Reaffirming a debt is most often related to home mortgages and car loans, allowing debtors to continue making payments so they can keep their property rather than liquidate it to pay off creditors.
"The creditor will start sending statements again and report future payments to the credit bureaus," writes Los Angeles attorney Justin Harilek on Bankrate.com. "This usually allows you to rebuild credit more quickly post-bankruptcy. Going forward, adhere to the terms of the original agreement that existed prior to the bankruptcy. As long as you continue to make your payments, the mortgage lender cannot force you from your home."

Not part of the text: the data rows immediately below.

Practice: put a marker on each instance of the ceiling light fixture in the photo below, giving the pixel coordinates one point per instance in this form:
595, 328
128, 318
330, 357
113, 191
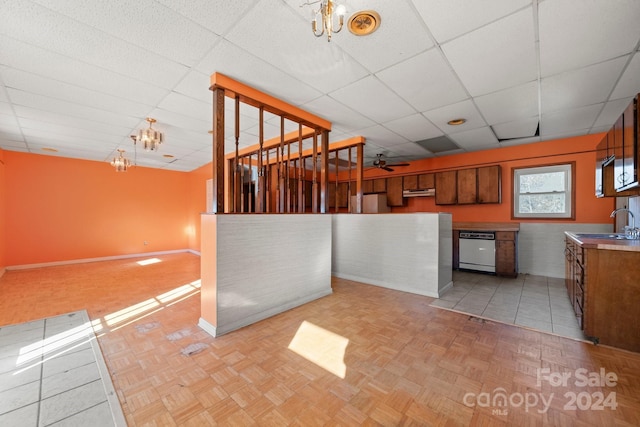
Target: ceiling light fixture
120, 162
364, 22
150, 138
324, 18
456, 122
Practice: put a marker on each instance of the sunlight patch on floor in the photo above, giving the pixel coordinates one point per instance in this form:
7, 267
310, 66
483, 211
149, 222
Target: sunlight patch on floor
322, 347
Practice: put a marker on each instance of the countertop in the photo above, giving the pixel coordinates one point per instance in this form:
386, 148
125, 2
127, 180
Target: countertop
607, 244
486, 226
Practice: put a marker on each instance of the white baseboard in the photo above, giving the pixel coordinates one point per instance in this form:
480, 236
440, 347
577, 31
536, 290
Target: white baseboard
109, 258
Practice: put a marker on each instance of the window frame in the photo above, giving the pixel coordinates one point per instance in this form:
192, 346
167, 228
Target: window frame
569, 168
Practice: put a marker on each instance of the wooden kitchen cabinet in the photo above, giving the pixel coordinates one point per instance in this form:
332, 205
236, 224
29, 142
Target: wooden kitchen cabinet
410, 182
604, 291
394, 191
379, 185
489, 184
506, 253
426, 181
446, 187
467, 186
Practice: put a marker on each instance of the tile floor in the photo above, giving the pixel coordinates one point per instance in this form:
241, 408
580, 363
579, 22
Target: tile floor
535, 302
52, 373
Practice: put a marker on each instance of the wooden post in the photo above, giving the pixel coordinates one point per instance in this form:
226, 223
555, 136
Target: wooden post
218, 151
314, 185
359, 168
324, 171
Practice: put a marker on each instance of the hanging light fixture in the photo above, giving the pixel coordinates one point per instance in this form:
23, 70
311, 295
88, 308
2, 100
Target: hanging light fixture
324, 18
120, 162
150, 138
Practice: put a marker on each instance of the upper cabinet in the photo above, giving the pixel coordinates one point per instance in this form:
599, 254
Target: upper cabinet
489, 184
618, 156
446, 188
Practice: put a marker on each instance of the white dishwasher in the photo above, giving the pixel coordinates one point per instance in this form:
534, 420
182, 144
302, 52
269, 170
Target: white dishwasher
477, 251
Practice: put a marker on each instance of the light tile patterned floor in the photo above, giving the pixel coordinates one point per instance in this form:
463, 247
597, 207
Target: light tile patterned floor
405, 362
536, 302
52, 373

The reaffirmation process begins when the debtor discloses in the bankruptcy papers how the secured debt - loans that are backed by tangible assets - is going to be handled. It can be surrendered to the creditor, sold to pay the debt or reaffirmed.
"Reaffirmation is voluntary. A creditor cannot force a debtor to reaffirm a debt. If a debtor opts to reaffirm a debt, he must sign a document known as a Reaffirmation Agreement which sets forth the terms of repayment," according to FilingForBankruptcyOnline.com.
However, there is a down side to reaffirmation. If the debtor reaffirms a debt and later defaults on it, the creditor can take legal action to be paid or regain the property. In cases when debtors choose not to reaffirm, but continue to make voluntary payments, the debt will be discharged in the bankruptcy. But if a default occurs later, the lender will only be able to file legal action to regain the property, not to pursue collection efforts against the debtor.
One point that debtors must keep in mind is that not all lenders will agree to a reaffirmation. Even when an agreement is signed by both parties, a debtor who is having doubts about the reaffirmation may cancel the agreement by sending written notice to the creditor. The agreement must be rescinded within 60 days of its filing with the court, or at any time before the bankruptcy is discharged, whichever is later.